After clicking "View Insights," find likes and unlikes in the users' section and scroll down to the third graph. Easy peasy. Obviously, you want more likes than unlikes. And if you've got unlikes, you shouldn't worry too much about it unless that rate seems unusually high to you.  (More on how many unlikes is too many unlikes in a second.)

Unsubscribes are different from unlikes.

Think of an unlike as someone leaving the party you're hosting on Facebook. Think of an unsubscribe as someone putting on a blind fold and wearing ear plugs while you're talking to them. They can't see you. They can't hear you. And yet they still show up in your "fan" count.

I'd rather have unlikes because it gives me a chance to actively woo back those fans.

Find unsubscribes in Interactions, top graph.

If your unlike rate and/or your unsubscribe rate exceeds .22%, be concerned.

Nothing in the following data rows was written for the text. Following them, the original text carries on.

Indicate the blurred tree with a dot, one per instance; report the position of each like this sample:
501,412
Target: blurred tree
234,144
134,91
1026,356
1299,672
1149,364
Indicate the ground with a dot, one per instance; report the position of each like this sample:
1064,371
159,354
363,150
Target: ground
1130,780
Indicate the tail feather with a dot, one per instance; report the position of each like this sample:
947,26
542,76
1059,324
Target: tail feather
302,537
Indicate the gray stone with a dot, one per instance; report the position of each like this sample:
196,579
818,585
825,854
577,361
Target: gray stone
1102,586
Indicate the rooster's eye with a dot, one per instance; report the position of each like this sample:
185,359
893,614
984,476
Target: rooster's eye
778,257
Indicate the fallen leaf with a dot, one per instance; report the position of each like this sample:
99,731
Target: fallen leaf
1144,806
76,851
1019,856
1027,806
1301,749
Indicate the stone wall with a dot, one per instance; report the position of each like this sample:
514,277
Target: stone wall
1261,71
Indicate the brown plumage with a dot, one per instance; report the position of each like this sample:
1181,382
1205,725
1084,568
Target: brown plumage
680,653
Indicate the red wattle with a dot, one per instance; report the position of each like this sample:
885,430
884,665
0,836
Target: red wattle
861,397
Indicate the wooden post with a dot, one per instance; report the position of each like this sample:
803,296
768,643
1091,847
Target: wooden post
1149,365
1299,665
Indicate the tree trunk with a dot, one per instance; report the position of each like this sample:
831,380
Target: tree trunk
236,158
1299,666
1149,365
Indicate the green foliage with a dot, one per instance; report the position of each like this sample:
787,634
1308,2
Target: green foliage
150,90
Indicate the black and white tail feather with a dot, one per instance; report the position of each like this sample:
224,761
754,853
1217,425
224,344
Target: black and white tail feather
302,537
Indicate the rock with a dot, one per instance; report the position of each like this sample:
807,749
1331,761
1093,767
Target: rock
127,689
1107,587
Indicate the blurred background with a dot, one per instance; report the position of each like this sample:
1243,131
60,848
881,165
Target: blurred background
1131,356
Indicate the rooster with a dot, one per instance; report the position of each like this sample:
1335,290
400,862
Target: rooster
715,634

I used to worry a lot about my unsubscribe rate -- because I had no idea what I should be tolerating on any of the pages I admin.

Information is power, right? So, why .022 percent? It's actually an adage borrowed from email marketers, who feel good about their program as long as their monthly rate of unsubscribes doesn't exceed .022 percent. In other words, you want it low. Very low.

Still, it's important to think about what's causing people to leave.  Here are few popular reasons why people leave (some of which you can affect):

1. Admin posted too frequently in a day/week
2. Admin made posts too close together (eg, 2 in one hour)
3. Content just not that interesting/relevant
4. Just don't want the marketing message in news feed
5. Didn't mean to fan in the first place

The thing is, regular people (your fans!) have no idea there's a difference between an unsubscribe and an unlike. It won't surprise me to see Facebook get rid of that altogether. (I mean, really, what the heck does a marketer want with an unsubcribe? How does that help anyone? It's only truly useful to fans who know the difference since the effect on the fan is the essentially the same: They don't see your news feed anymore.) So you need to be aware ... and the first step toward awareness is data tracking! Dashboard to the rescue!